Health

Men's sexual health: removing shame and stigma

A new report has found more than 70% of Australian men feel stigma and reluctance to treat intimate health issues.

By Dr Ben Condon, David Sullivan, Erin Ewen for Citro partner Pilot

A new report says the health system needs to foster stigma-free opportunities to allow men to prioritise their health.

Pilot is a digital healthcare clinic committed to elevating Aussie men's health, recently published a new report, garnering international attention. 

The report detailed findings from a nationally representative survey, aimed to shed light on the often-overlooked aspects of men's intimate health, with a focus on dismantling stigmas and encouraging open conversations.

 In this article, we'll delve into the key findings of the report, emphasising the importance of Pilot's mission in fostering a stigma-free environment for men to prioritise their health. You can read the full report here

Confronting taboos

Pilot commissioned a report with YouGov that surveyed over 1000 Australians, confronting the persisting taboos surrounding men’s intimate health, including erectile dysfunction, premature ejaculation, mental health and porn consumption.

Both men and women were surveyed to give a nationally representative perspective on men’s intimate health and explore the difference between men’s and women’s expectations in the bedroom. 

Statistics show that: 

  • One in 2 Aussie men experience erectile dysfunction at some point in their lives 
  • One in 3 Aussie men suffer from premature ejaculation at some point in their lives 
  • One in 8 men experience depression 
  • Men account for 7 out of every 9 suicides in Australia. This is double the annual road toll.
  • One in 5 men experience anxiety 
  • 17.5% of Aussie men aged 14 and over have used illegal drugs within the past year

Performance and mental wellbeing

The report highlights the intricate relationship between sexual performance and mental health — an inability to perform can leave men feeling distressed, anxious and inadequate. 

46% of male respondents admit feeling bad about themselves because they haven’t lasted as long as they wanted. 

However, only 6% of women say they have intentionally been hard on their partner for this reason. Men are clearly being too harsh on themselves. 

This disconnect emphasises the need for increased awareness and open conversations about the broader impact of intimate health on men’s mental health. 

Porn: expectations versus reality

With one in 3 Australian men watching porn at least once a week, the report explores the impact of this widespread habit on sexual expectations. 

While 63% of men believe porn either positively affects their performance or has no impact at all, women's perspectives differ, with 33% expressing concerns about its negative effects. 

When it comes to sexual stamina, expectations are high. Typically, men last, on average, 5.5 minutes from penetration to ejaculation. 

35% of men and 34% of women responded that men should be able to last more than 10 minutes during sex. 

This divergence in views emphasises the often unreasonable expectations held by both men and women when it comes to men’s performance in the bedroom and further demonstrates the need for more research on the influence of porn on sexual performance. 

Substances and their impact

Pilot's report addresses the impact of lifestyle factors on men's intimate abilities. Notably, 22% of men admit to experiencing sexual performance issues after taking recreational drugs (excluding alcohol, tobacco and caffeine). 

This lines up with the female experience, with 24% of Australian women saying they have had a sexual partner experiencing performance issues after taking recreational drugs. 

This sheds light on a crucial aspect often overlooked in discussions about men’s mental health. 

Reluctance to seek medical advice

‍Traditionally, men are hesitant to seek medical advice, and Pilot’s report confirms this reluctance. 

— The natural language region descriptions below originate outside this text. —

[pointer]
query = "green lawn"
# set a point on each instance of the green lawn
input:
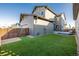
(46, 45)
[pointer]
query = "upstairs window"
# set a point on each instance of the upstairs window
(42, 13)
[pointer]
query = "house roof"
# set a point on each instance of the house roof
(44, 7)
(75, 10)
(42, 18)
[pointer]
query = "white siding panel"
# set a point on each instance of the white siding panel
(49, 15)
(27, 22)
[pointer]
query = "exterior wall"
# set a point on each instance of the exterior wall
(63, 22)
(49, 15)
(60, 22)
(77, 26)
(40, 11)
(27, 22)
(46, 13)
(42, 27)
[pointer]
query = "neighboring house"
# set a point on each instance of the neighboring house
(60, 22)
(76, 17)
(41, 21)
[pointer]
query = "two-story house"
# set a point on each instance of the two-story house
(41, 21)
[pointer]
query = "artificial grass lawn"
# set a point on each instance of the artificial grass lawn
(46, 45)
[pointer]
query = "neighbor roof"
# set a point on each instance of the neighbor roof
(42, 18)
(75, 10)
(45, 7)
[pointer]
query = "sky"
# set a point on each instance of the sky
(10, 13)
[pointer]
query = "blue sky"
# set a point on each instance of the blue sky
(10, 13)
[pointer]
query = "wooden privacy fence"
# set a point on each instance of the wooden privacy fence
(13, 32)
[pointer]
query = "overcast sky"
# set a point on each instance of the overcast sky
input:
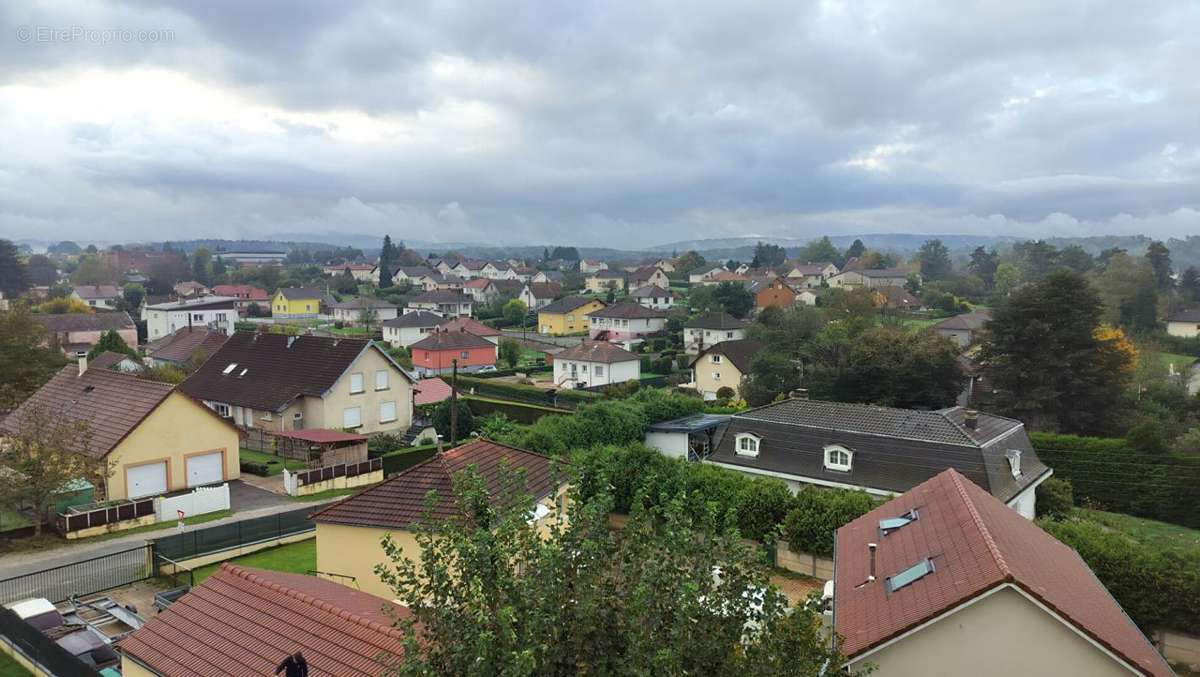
(606, 123)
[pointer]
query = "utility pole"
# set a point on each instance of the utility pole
(454, 402)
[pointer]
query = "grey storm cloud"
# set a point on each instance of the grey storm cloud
(600, 123)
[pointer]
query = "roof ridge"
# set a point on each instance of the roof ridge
(253, 577)
(984, 532)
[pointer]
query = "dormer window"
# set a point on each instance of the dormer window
(838, 457)
(1014, 461)
(747, 444)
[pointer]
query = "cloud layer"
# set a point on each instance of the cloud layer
(599, 123)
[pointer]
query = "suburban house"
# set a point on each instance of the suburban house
(1185, 323)
(213, 312)
(605, 280)
(76, 333)
(723, 366)
(567, 315)
(591, 265)
(411, 328)
(472, 327)
(190, 289)
(964, 329)
(180, 347)
(625, 322)
(653, 297)
(244, 621)
(279, 383)
(881, 450)
(349, 531)
(595, 363)
(447, 303)
(441, 351)
(97, 295)
(946, 580)
(157, 438)
(372, 311)
(774, 294)
(649, 275)
(870, 277)
(297, 303)
(246, 294)
(540, 294)
(709, 329)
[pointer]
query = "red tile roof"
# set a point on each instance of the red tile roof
(399, 502)
(976, 544)
(246, 621)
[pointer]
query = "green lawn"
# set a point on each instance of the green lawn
(252, 456)
(1147, 532)
(294, 558)
(10, 667)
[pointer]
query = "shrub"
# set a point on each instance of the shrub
(1055, 498)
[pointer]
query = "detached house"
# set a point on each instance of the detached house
(297, 303)
(595, 363)
(349, 531)
(567, 315)
(881, 450)
(282, 383)
(159, 438)
(946, 580)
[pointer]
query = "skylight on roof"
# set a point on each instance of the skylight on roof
(889, 525)
(910, 575)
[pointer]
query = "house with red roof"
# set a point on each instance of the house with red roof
(244, 621)
(947, 580)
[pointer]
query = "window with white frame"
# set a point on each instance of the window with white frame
(747, 444)
(838, 457)
(387, 411)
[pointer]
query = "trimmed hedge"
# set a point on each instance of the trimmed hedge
(1110, 474)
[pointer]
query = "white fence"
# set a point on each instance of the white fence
(197, 502)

A staggering 71% of men avoid consultations for intimate health concerns, with barriers including embarrassment, a preference for online research and advice instead of going to a health professional, and the belief that nothing can be done.

These findings underscore the societal barriers reinforcing the stigma surrounding men's health. 

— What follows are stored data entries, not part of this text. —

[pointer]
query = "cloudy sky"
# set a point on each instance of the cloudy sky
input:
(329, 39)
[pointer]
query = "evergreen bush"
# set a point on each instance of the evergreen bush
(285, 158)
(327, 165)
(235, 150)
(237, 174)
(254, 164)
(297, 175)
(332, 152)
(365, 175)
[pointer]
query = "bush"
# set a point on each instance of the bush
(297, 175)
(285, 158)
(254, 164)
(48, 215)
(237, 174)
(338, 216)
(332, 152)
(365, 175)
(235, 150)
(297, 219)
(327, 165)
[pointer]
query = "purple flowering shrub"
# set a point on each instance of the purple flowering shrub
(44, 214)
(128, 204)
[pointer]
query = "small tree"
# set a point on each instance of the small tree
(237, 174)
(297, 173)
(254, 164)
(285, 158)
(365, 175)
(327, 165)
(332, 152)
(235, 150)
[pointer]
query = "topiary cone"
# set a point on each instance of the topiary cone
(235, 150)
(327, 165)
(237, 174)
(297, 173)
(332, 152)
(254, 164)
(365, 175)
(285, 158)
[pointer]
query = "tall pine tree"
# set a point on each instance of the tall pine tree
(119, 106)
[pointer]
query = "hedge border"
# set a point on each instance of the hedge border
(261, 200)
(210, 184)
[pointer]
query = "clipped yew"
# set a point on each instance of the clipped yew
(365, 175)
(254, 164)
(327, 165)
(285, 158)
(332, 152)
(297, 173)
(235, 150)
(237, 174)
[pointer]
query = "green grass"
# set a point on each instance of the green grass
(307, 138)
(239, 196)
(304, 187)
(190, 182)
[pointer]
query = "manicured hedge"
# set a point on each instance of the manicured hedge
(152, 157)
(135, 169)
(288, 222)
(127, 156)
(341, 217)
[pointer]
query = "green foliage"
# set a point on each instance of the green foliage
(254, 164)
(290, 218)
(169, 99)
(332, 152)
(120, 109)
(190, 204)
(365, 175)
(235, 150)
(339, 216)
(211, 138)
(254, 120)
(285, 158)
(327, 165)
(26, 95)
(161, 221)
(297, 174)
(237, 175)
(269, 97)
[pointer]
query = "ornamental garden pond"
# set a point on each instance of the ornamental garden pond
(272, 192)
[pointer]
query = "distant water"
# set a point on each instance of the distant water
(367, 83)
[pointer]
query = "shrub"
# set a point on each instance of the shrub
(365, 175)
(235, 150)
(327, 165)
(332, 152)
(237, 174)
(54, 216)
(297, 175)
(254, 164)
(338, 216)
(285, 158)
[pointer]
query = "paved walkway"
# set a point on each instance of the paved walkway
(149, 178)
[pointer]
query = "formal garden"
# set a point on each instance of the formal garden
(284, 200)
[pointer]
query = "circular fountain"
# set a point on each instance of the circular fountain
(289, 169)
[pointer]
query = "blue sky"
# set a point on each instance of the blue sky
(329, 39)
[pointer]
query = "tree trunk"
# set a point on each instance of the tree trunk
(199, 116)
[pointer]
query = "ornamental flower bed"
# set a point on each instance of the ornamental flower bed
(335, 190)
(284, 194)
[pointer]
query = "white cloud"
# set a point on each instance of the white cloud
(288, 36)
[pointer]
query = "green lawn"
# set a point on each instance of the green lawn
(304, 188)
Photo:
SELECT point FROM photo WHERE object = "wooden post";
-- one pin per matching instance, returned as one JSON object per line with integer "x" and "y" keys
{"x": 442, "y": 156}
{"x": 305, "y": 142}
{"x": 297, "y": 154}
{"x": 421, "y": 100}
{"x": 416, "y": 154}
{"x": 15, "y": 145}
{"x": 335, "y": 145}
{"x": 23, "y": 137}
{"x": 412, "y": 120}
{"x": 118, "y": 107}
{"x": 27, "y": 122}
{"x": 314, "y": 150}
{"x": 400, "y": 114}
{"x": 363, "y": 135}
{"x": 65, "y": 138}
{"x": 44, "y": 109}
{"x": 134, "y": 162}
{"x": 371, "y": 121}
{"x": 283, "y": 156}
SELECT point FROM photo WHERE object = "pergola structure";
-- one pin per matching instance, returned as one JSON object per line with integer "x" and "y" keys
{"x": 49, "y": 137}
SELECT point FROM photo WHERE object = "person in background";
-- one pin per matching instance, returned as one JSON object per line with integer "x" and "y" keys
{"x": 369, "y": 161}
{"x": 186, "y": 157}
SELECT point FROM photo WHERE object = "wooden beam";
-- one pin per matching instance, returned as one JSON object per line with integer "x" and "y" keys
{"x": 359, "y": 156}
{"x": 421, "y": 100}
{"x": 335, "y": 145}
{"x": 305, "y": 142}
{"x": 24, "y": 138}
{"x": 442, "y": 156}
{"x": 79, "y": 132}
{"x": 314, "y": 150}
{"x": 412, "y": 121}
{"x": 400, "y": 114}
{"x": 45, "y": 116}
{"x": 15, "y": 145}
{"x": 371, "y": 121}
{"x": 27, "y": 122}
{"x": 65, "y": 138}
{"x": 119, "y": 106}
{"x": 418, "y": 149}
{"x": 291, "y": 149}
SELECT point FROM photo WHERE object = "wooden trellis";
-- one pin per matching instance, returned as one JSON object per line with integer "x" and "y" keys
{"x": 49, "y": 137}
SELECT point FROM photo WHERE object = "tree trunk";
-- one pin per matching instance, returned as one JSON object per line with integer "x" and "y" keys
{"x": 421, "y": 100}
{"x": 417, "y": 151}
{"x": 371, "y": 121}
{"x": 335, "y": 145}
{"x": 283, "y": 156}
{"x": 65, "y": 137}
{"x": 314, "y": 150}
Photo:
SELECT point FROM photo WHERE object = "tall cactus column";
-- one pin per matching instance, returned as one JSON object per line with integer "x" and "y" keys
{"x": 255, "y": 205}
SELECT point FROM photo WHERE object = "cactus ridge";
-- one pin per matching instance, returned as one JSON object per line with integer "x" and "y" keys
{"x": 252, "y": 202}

Medical literature supports this, with evidence suggesting that Aussie men are stereotypically stoic and reluctant to seek out medical help. 

Pilot's report serves as a catalyst for change in the conversation around men's intimate health. 

The report not only identifies the challenges but also underscores the urgency of creating stigma-free spaces for men to prioritise their well-being. 

As Pilot expands its reach and offerings, Aussie men have a valuable resource to turn to for expert medical and mental health support, making it clear that it's time to break the silence and prioritise men's intimate health.

The information on this page is general information and should not be used to diagnose or treat a health problem or disease. Do not use the information found on this page as a substitute for professional health care advice. Any information you find on this page or on external sites which are linked to on this page should be verified with your professional healthcare provider.